Neben Fressen und Ruhen zeigen die Tiere früh soziale Interaktionen, erkunden ihre Umgebung und entwickeln Spielverhalten. Diese Phase sei entscheidend, um Verhaltensmuster zu erlernen und zu festigen, so Jackson.

Breites Verhaltensspektrum von Anfang an

Im Versuch wurden männliche Putenküken der Linie Nicholas Select vom Schlupf bis zum siebten Lebenstag beobachtet. Die Haltung entsprach kommerziellen Bedingungen. Kameras zeichneten das Verhalten rund um die Uhr auf.
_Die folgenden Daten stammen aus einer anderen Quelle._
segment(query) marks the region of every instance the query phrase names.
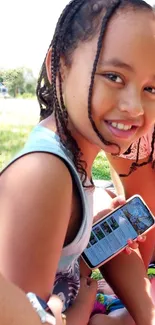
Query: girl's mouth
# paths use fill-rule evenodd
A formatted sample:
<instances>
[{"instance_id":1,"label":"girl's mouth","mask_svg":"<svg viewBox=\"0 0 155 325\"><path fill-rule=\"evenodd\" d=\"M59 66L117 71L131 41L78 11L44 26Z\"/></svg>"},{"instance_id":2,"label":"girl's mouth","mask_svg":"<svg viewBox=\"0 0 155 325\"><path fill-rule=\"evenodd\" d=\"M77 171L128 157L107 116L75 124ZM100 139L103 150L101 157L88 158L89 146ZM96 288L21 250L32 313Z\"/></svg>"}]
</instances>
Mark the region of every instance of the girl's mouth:
<instances>
[{"instance_id":1,"label":"girl's mouth","mask_svg":"<svg viewBox=\"0 0 155 325\"><path fill-rule=\"evenodd\" d=\"M104 121L109 131L118 138L128 139L133 137L138 126L123 122Z\"/></svg>"}]
</instances>

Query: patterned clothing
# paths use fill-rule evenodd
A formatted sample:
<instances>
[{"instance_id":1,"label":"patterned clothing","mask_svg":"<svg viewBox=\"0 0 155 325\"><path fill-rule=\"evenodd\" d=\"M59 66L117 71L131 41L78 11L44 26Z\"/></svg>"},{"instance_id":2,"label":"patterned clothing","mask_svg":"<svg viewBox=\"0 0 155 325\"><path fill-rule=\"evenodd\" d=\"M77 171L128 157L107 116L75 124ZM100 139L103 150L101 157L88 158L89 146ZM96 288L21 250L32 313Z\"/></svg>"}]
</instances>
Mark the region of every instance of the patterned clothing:
<instances>
[{"instance_id":1,"label":"patterned clothing","mask_svg":"<svg viewBox=\"0 0 155 325\"><path fill-rule=\"evenodd\" d=\"M53 293L63 302L63 311L74 302L80 289L80 268L74 261L64 272L57 272Z\"/></svg>"},{"instance_id":2,"label":"patterned clothing","mask_svg":"<svg viewBox=\"0 0 155 325\"><path fill-rule=\"evenodd\" d=\"M145 159L151 153L151 142L152 142L152 134L154 131L154 126L150 131L141 137L140 147L139 147L139 159ZM155 145L155 144L154 144ZM131 146L131 153L129 155L120 155L121 158L135 160L137 157L137 148L138 148L138 140L134 142ZM155 150L153 158L155 159Z\"/></svg>"}]
</instances>

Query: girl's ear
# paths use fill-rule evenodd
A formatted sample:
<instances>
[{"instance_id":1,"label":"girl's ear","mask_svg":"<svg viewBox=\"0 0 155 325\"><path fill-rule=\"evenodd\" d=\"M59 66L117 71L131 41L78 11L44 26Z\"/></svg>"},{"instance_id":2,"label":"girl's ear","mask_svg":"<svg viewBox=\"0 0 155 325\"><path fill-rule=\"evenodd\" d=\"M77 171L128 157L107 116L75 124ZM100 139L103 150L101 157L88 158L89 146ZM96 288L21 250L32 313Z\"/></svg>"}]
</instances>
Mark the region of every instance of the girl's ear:
<instances>
[{"instance_id":1,"label":"girl's ear","mask_svg":"<svg viewBox=\"0 0 155 325\"><path fill-rule=\"evenodd\" d=\"M52 75L51 75L51 56L52 56L52 47L48 50L46 55L45 65L46 65L46 73L48 77L48 81L51 84L52 82ZM60 59L60 72L61 72L61 79L62 79L62 89L64 87L64 81L68 73L67 66L65 64L65 60L63 58Z\"/></svg>"},{"instance_id":2,"label":"girl's ear","mask_svg":"<svg viewBox=\"0 0 155 325\"><path fill-rule=\"evenodd\" d=\"M52 48L48 50L48 53L46 55L45 65L46 65L46 73L48 77L48 81L51 84L52 75L51 75L51 55L52 55Z\"/></svg>"}]
</instances>

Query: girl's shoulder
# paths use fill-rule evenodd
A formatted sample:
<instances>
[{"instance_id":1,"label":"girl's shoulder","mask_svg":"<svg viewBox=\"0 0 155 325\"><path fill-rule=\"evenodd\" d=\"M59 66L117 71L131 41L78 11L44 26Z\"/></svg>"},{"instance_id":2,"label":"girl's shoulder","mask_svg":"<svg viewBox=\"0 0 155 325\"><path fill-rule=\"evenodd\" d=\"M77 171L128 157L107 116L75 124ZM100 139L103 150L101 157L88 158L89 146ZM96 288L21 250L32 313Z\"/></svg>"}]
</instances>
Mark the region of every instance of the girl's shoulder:
<instances>
[{"instance_id":1,"label":"girl's shoulder","mask_svg":"<svg viewBox=\"0 0 155 325\"><path fill-rule=\"evenodd\" d=\"M51 154L51 158L52 156L60 158L60 160L62 160L64 164L68 167L69 171L78 176L78 173L71 159L71 154L61 144L59 136L55 132L41 125L37 125L32 130L24 147L2 170L2 173L21 158L36 153L48 153Z\"/></svg>"}]
</instances>

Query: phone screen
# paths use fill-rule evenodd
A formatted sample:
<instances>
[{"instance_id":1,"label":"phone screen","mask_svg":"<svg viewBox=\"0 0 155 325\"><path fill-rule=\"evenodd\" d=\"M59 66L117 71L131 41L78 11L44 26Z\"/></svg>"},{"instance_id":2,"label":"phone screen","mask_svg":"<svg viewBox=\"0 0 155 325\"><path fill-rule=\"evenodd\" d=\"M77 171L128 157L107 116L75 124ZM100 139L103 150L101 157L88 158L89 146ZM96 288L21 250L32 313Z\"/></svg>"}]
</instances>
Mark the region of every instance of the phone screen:
<instances>
[{"instance_id":1,"label":"phone screen","mask_svg":"<svg viewBox=\"0 0 155 325\"><path fill-rule=\"evenodd\" d=\"M99 221L92 228L87 248L82 254L90 268L97 267L154 224L154 218L140 197Z\"/></svg>"}]
</instances>

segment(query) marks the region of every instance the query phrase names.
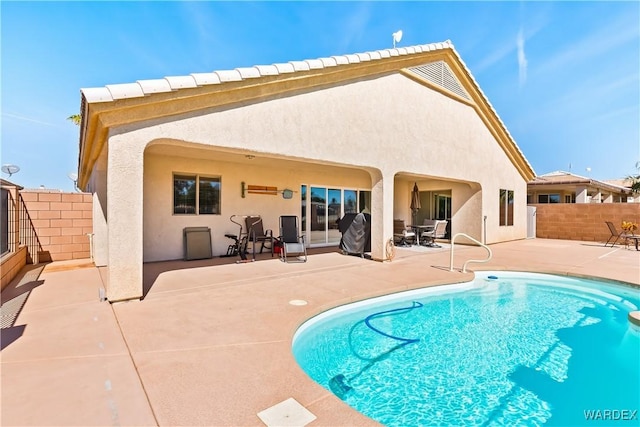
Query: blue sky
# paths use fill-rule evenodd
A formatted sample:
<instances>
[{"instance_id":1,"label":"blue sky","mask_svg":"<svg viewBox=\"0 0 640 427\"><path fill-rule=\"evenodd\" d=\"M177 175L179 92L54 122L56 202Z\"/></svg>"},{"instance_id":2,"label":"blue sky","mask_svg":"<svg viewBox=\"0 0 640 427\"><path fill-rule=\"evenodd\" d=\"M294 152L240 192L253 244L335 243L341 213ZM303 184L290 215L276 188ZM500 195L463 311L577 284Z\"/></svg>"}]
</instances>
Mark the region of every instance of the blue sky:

Die Forscher unterschieden fünf Verhaltensbereiche: Aktivität, Ruhe, Komfortverhalten, Nahrungsaufnahme und Spiel. Anschließend werteten sie aus, wie häufig und wie lange die Tiere diese Verhaltensweisen zeigten und wie sie sich im Tagesverlauf verändern. Dabei zeigte sich, dass sich das Verhaltensspektrum bereits in den ersten Tagen deutlich erweitert. Ruhephasen nehmen mit zunehmendem Alter ab, während Bewegungs- und Erkundungsverhalten zunehmen. Auch soziale Spielaktivitäten treten häufiger auf.

Klare Tagesstruktur erkennbar

Die Auswertung nach Tageszeit zeigt ein klares Muster. In Dunkelphasen ruhen die Tiere überwiegend. Am Morgen und zur Mittagszeit stehen Fressen und Trinken im Vordergrund. Erkundungs- und Spielverhalten treten vor allem im Tagesverlauf auf. Am Nachmittag und Abend nehmen soziale Interaktionen zu. Komfortverhalten wie Strecken oder Flügelschlagen wird häufiger vor der Dunkelphase beobachtet. Auffällig ist zudem das Verhalten am ersten Lebenstag. Hier zeigen die Küken besonders viele aktive und erkundende Bewegungen. Die Forscher werten dies als Phase der Orientierung in der neuen Umgebung.

Bedeutung für die Praxis

Die Ergebnisse unterstreichen, dass Verhalten ein zentraler Indikator für den Zustand der Tiere ist. Aus Sicht der Forscher lassen sich daraus Rückschlüsse auf Gesundheit und Wohlbefinden ziehen.

Für das Management bedeutet das, dass Haltungsbedingungen stärker an die natürlichen Verhaltensabläufe angepasst werden sollten. Dazu gehört, dass Tiere ausreichend Möglichkeiten zur Bewegung, Erkundung und sozialen Interaktion erhalten. Gleichzeitig bleibt Ruhe ein wesentlicher Bestandteil. Auch wenn ihr Anteil mit dem Alter abnimmt, verbringen die Tiere einen großen Teil ihrer Zeit in Ruhephasen.

Für die Praxis ergibt sich daraus ein klarer Ansatz: Wer die frühen Verhaltensmuster berücksichtigt, kann Haltungssysteme gezielter ausrichten und die Entwicklung der Tiere besser unterstützen.